My father died one night as I, whether because of a long night reading, or because of some predetermined fate of a person to be alone – slept deeply.
The next day I looked in shock at his body in the casket. The crossed arms were now symmetrical, both immobile, with large, uncut, curved fingernails. The fine capillaries on his forehead and cheeks created a bluish shadow over his hazy visage…
The sleeve of the palsied arm had a big hole at the elbow.
My mother, noticing my gaze, whispered:
“Moths ate our clothes.”
But I knew the big white worm had left through that hole. Now that pain was completely out of the question.
The night after the burial I dreamt of a huge turtle on the pathway of our yard. Turned on its back. With huge claws poking through the openings for its legs. It displayed its bent head. Just like a snake’s head. Revolting. But it looked at me with those familiar sad eyes, pleading for help. I was sweating as I turned it over. I struggled as if I were lifting a paralyzed man.
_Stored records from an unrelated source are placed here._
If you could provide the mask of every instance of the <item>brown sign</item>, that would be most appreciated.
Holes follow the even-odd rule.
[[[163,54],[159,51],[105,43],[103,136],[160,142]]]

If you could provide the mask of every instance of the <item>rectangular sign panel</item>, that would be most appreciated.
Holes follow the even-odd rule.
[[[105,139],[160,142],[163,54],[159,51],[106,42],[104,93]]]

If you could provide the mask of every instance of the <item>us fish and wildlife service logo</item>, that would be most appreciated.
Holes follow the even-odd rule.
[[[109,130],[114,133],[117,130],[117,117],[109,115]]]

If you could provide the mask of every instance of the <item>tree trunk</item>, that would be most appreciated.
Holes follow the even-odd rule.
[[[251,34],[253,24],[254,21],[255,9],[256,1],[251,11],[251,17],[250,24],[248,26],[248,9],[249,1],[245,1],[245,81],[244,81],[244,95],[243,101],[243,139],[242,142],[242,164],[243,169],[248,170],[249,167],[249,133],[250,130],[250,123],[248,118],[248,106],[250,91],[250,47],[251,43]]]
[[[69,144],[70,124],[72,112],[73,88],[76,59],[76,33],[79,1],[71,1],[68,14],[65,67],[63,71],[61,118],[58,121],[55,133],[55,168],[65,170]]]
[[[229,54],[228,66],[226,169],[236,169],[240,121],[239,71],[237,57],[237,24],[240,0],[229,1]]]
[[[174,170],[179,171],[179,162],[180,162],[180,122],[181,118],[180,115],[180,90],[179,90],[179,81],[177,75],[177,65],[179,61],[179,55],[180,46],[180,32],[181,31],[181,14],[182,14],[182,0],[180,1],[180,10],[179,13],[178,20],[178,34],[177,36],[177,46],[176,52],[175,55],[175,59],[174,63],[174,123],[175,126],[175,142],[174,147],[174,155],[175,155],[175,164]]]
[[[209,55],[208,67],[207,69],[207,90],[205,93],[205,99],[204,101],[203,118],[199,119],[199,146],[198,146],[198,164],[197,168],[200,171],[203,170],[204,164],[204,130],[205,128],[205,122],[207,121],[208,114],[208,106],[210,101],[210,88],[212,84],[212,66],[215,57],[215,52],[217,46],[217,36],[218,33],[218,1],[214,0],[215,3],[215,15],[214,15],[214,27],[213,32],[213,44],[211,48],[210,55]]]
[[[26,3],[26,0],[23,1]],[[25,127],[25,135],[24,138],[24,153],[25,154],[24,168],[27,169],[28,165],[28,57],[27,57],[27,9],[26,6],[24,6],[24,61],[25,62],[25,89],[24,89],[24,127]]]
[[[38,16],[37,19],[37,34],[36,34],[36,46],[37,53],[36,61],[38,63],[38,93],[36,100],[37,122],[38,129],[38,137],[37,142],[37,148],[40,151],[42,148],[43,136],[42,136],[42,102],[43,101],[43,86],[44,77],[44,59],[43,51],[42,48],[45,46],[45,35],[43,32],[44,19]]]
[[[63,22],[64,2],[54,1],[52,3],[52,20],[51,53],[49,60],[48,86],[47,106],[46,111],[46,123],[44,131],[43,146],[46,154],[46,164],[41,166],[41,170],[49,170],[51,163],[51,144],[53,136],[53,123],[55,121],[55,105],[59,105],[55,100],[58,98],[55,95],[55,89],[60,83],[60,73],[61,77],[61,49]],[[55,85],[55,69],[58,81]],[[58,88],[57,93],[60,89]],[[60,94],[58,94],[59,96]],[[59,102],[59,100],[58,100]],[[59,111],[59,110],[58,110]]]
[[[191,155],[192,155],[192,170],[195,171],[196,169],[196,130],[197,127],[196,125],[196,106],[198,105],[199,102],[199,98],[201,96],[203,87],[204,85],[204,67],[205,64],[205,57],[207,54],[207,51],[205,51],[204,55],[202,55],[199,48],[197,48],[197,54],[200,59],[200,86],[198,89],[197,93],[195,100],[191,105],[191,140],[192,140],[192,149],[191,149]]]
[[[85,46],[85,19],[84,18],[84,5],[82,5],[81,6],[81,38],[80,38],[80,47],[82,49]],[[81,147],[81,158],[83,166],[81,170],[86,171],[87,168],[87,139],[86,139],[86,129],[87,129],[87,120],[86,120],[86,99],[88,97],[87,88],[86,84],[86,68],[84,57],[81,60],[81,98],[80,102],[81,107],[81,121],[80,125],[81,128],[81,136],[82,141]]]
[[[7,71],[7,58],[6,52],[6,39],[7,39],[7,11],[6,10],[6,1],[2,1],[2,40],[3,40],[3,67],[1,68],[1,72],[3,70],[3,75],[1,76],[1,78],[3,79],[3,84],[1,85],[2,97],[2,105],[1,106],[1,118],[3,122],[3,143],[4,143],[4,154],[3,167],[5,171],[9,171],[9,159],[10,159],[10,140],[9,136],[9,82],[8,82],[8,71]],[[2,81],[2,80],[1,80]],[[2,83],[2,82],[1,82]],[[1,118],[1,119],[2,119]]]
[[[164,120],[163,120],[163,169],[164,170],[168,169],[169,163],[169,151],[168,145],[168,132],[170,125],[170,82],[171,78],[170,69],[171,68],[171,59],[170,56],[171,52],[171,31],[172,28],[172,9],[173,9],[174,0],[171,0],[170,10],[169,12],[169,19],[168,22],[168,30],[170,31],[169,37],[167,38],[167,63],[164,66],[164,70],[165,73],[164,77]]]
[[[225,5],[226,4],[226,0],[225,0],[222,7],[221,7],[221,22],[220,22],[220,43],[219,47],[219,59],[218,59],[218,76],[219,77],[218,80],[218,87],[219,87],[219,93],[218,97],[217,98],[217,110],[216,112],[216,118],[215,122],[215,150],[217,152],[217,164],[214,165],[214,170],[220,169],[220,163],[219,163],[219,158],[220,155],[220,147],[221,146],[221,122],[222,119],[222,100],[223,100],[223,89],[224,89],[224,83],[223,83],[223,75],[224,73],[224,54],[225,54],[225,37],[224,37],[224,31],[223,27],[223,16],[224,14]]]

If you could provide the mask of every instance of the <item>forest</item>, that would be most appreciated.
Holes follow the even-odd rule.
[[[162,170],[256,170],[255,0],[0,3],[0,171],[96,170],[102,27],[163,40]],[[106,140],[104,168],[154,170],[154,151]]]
But after I had turned it, pink, like a mobile bush, it disappeared into the garden.
I was awakened by my own weeping, and the cold air flowed towards me through the open window, rhythmically banging the shutters. With my back broken, leaning over the tear-stained dark yard, I yelled to the top of the Tree/Bell Tower:
“Fraanz! My father has turned into a turtle.”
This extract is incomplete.